Índios fazem protesto e invadem sede da Funasa em Manaus

Especial para o UOL Notícias
Em Manaus (AM)

Aproximadamente 350 indígenas de diversas etnias invadiram, na manhã desta segunda-feira (24) a sede da Funasa (Fundação Nacional de Saúde) em Manaus (AM). Eles reivindicam melhorias nos serviços de saúde indígena, maior participação na escolha dos coordenadores regionais da entidade e a manutenção da ONG Saúde Sem Fronteiras na prestação de serviços médicos no Amazonas. Esta é a segunda vez no ano que a sede da Funasa é invadida em Manaus.
  • Euzivaldo Queiroz/A Crítica/AE

    A ocupação começou por volta das 10h. Centenas de indígenas chegaram de ônibus vindos de municípios próximos a Manaus


A ocupação começou por volta das 10h. Centenas de indígenas chegaram de ônibus vindos de municípios próximos a Manaus. A maior parte dos invasores é composta de índios da etnia Mura, Sateré-Mawé, Apurinã e Kanamary. Nenhum funcionário do órgão foi tomado como refém. Eles foram liberados pelos índios assim que a invasão começou. Entre os invasores há mulheres, idosos e até crianças.

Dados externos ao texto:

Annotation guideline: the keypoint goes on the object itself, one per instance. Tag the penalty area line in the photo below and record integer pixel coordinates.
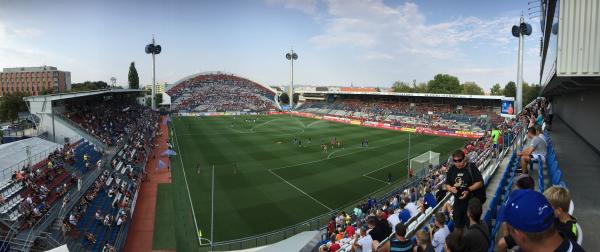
(367, 176)
(300, 190)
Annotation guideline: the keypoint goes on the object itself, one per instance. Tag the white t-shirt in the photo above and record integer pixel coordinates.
(366, 243)
(412, 208)
(439, 238)
(393, 220)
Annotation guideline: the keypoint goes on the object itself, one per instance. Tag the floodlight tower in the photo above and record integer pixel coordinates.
(153, 49)
(520, 31)
(291, 56)
(113, 82)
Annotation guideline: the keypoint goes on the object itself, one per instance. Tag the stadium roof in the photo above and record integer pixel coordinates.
(13, 154)
(221, 73)
(61, 96)
(458, 96)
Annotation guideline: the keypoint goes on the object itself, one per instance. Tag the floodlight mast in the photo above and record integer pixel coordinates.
(520, 31)
(153, 49)
(291, 56)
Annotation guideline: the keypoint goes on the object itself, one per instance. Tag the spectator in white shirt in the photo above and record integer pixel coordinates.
(394, 219)
(411, 207)
(438, 239)
(362, 242)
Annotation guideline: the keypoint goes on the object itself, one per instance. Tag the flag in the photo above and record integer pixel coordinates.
(161, 165)
(168, 152)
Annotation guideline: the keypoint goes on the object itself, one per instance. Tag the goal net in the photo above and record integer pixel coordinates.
(424, 160)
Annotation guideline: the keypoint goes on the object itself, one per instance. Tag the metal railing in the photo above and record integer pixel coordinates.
(82, 131)
(316, 223)
(7, 172)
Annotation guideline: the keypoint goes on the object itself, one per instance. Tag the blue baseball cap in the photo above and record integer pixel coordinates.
(529, 211)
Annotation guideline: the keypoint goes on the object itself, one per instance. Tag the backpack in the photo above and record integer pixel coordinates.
(479, 193)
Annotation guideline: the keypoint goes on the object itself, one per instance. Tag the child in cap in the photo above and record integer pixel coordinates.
(530, 220)
(560, 199)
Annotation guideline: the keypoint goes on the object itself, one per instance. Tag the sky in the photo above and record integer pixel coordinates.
(339, 42)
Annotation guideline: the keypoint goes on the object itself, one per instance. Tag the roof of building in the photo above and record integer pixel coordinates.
(14, 155)
(62, 96)
(458, 96)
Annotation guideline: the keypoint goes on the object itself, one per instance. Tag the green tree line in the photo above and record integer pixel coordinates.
(448, 84)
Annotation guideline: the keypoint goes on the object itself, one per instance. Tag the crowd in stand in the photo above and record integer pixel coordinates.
(220, 93)
(43, 185)
(407, 114)
(108, 122)
(119, 182)
(530, 219)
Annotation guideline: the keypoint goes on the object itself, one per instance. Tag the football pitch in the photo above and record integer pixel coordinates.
(264, 181)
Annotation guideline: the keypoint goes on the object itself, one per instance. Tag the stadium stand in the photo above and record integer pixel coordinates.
(426, 113)
(220, 93)
(420, 193)
(102, 215)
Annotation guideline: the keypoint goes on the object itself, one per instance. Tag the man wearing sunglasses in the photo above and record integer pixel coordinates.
(462, 180)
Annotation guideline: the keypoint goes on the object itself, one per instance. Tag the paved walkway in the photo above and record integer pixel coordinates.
(139, 237)
(581, 171)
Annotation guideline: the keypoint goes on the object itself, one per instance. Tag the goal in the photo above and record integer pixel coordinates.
(424, 160)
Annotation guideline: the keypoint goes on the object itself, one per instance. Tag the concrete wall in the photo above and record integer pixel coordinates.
(581, 111)
(60, 129)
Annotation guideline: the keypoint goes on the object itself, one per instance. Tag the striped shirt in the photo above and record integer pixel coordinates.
(400, 246)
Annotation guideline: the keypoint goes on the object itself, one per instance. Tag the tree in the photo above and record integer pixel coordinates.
(530, 92)
(510, 90)
(496, 89)
(11, 105)
(133, 78)
(284, 98)
(421, 88)
(401, 87)
(444, 84)
(471, 88)
(157, 97)
(88, 85)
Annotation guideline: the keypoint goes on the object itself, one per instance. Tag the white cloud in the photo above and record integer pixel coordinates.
(306, 6)
(402, 31)
(13, 50)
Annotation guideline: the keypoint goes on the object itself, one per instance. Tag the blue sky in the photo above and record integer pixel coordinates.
(339, 42)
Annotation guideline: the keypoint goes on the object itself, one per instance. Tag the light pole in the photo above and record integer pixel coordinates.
(153, 49)
(520, 31)
(291, 56)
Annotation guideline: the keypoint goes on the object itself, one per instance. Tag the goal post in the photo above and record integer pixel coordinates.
(422, 162)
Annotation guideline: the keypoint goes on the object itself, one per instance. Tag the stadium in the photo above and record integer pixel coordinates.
(226, 163)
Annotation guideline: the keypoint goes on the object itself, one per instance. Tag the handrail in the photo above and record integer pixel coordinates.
(89, 136)
(319, 226)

De acordo com um dos líderes da ocupação, o cacique Raimundo Alves, da etnia Mura, os índios só deixarão a sede da Funasa após conversarem com o coordenador regional do órgão no Amazonas, Pedro Paulo de Siqueira, nomeado há pouco mais de um mês.

"Nós temos que conversar com ele. Queremos que melhorem as condições da Casai (Casa de Saúde Indígena), porque é pra lá que vão os nossos parentes. Também queremos saber o que vai acontecer com a 'Saúde Sem Fronteiras', porque ela vinha prestando um bom serviço", afirma Raimundo.

Em agosto, a Justiça Federal do Amazonas ordenou que a Funasa assumisse dois convênios mantidos com a associação por conta de irregularidades nas prestações de contas da entidade. Pelos convênios, a associação deveria prestar atendimento no Dsei (Distrito Sanitário Especial Indígena) de Manaus e na Casai da capital, para onde os índios do interior que precisam de atendimento médico são enviados.

Segundo a assessoria de comunicação da Fundação em Brasília, a manutenção da Saúde Sem Fronteiras está fora de cogitação. O órgão, inclusive, já fez convocação para a escolha de uma nova entidade para executar as ações de Saúde Indígena.

O coordenador da Funasa no Amazonas, Pedro Paulo de Siqueira, está no Rio de Janeiro e deverá embarcar para Manaus até o início desta noite. Na terça-feira (25), pela manhã, ele deverá se encontrar com os indígenas.